La cruda realidad
"La población civil sigue siendo la víctima de estados de sitio, privación de alimentos y agua, secuestros, masacres y destierros"

Publicado el 06/04/2025 a las 05:00
Las tropas israelíes reanudaron hace dos semanas los bombardeos sobre Gaza, y en los últimos días han lanzado operaciones por tierra para crear una “zona de separación” en el sur de la franja. Netanyahu ha dicho que quiere “diseccionar” Gaza para presionar a Hamas y hacerle soltar a los rehenes. En las dos semanas y pico que han pasado desde la ruptura de la tregua, han muerto 1.100 palestinos, mientras que cientos de miles se han encontrado con órdenes de evacuación masiva del ejército israelí y han tenido que recoger sus cosas para salir una vez más en busca de refugio.

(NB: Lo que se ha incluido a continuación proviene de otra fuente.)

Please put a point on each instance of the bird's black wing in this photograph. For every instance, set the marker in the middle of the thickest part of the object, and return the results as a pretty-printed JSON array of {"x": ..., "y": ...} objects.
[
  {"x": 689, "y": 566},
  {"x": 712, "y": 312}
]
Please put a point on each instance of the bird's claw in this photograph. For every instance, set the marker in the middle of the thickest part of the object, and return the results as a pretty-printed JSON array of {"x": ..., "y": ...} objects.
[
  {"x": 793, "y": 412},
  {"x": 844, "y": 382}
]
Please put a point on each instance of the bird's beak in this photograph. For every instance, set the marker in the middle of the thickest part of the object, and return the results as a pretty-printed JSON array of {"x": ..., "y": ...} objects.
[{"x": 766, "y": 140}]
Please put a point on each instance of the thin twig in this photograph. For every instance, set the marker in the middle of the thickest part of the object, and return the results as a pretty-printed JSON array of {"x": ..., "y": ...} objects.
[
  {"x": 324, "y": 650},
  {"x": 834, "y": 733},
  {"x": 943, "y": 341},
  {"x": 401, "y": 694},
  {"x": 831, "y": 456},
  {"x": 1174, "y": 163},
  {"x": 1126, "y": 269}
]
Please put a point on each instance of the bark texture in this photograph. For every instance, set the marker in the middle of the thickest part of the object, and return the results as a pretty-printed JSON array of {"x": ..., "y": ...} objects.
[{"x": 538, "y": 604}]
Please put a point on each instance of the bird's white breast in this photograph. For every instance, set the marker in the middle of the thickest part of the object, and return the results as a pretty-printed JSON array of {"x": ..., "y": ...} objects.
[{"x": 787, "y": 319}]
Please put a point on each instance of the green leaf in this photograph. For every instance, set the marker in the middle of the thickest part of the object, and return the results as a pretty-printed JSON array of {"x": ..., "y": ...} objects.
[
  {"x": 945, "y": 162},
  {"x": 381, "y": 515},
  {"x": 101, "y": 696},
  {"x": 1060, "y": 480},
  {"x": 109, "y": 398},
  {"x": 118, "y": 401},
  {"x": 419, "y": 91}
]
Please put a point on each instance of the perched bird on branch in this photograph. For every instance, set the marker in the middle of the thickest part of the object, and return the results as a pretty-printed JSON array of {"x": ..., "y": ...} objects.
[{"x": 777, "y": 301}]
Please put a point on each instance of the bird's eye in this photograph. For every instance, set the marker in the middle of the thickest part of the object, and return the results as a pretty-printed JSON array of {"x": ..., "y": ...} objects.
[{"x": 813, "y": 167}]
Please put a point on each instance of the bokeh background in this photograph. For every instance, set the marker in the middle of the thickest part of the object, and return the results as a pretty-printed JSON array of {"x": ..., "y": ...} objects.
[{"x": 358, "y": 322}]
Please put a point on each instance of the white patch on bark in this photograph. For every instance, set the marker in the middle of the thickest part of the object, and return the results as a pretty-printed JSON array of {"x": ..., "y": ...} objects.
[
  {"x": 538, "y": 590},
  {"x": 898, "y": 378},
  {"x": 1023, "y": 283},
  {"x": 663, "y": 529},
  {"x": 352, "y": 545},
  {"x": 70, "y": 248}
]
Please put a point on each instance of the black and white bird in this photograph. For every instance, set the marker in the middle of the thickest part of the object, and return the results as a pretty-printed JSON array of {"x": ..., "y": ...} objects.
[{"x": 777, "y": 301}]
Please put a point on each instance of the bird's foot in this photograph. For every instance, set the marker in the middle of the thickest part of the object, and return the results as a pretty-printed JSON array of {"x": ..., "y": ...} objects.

Las órdenes de evacuación dirigieron a la población civil a un lugar llamado Al Masawa, pero cuando las caravanas empezaron a llegar, también lo hicieron las bombas.
A pesar de todo el poderío militar desplegado y la destrucción causada, Netanyahu no ha logrado lo que su población pide a gritos, que es encontrar a los rehenes, llevarlos a casa y derrotar a Hamas, responsable del ataque del 7 de octubre de 2023 en el que fueron masacradas 1.200 personas en unas pocas horas. Aquel día Hamas se llevó a Gaza a 251 rehenes, entre ellos numerosos niños y ancianos. La mayor parte de los que han vuelto desde entonces (135) lo han hecho en momentos de alto el fuego y tras acuerdos de intercambio con prisioneros palestinos. Las operaciones de rescate del ejército han logrado la liberación de 8 rehenes y otros tres han muerto por “fuego amigo.” Los demás han sido asesinados por Hamas o han muerto en bombardeos. De acuerdo con los datos que mantiene el diario israelí Haaretz, Hamas tiene en su poder a 59 rehenes, pero 35 de ellos están muertos, por lo que sólo hay esperanza de que los 24 restantes vuelvan con vida.
Desde que comenzó la guerra, han muerto más de 50.000 palestinos en Gaza y cientos más en Cisjordania, donde hay en marcha una operación militar para derruir edificios y carreteras y expandir asentamientos judíos. En las cárceles israelíes había unos 5.600 prisioneros palestinos antes del ataque del 7 de octubre de 2023. Ahora superan los 10.000.
La situación humanitaria es crítica. Netanyahu cortó hace cuatro semanas la entrada de alimentos a la franja y ya se ha agotado la harina. El 23 de marzo, la Cruz Roja perdió el contacto con tres ambulancias que fueron a asistir a los heridos en un bombardeo en Rafah. El 30 de marzo, quienes intentaban averiguar qué había pasado, hallaron un enterramiento donde estaban los cadáveres de los trabajadores sanitarios y sus vehículos. En los tiempos de la inteligencia artificial, los drones militares de alta precisión, la localización por satélite y las pantallas de respuesta inmediata, la cruda realidad es que hace milenios que no ha cambiado la brutalidad de la guerra.
La población civil sigue siendo la víctima de estados de sitio, privación de alimentos y agua (hambre y sed), secuestros, masacres y destierros para forzar rendiciones y modificar fronteras igual que en los tiempos en que se escribía tallando en piedra. Claro que ahora los medios son mucho más eficaces en su poder destructivo y llegan a más gente en menos tiempo. Sistemas similares se están viendo en Ucrania, donde se habla de los misiles y los drones, pero no tanto de los cientos de miles de soldados, la mayoría rusos, que han caído en el frente destrozados por la metralla o las balas y los civiles ucranianos aplastados por las bombas. Mientras el mundo intenta averiguar en qué van a quedar las alianzas internacionales con los últimos cambios que está dando Washington en su relación con Rusia, hay una carrera de rearme que afecta especialmente a Europa. Y cuando se acumulan armas, las perspectivas no suelen ser buenas.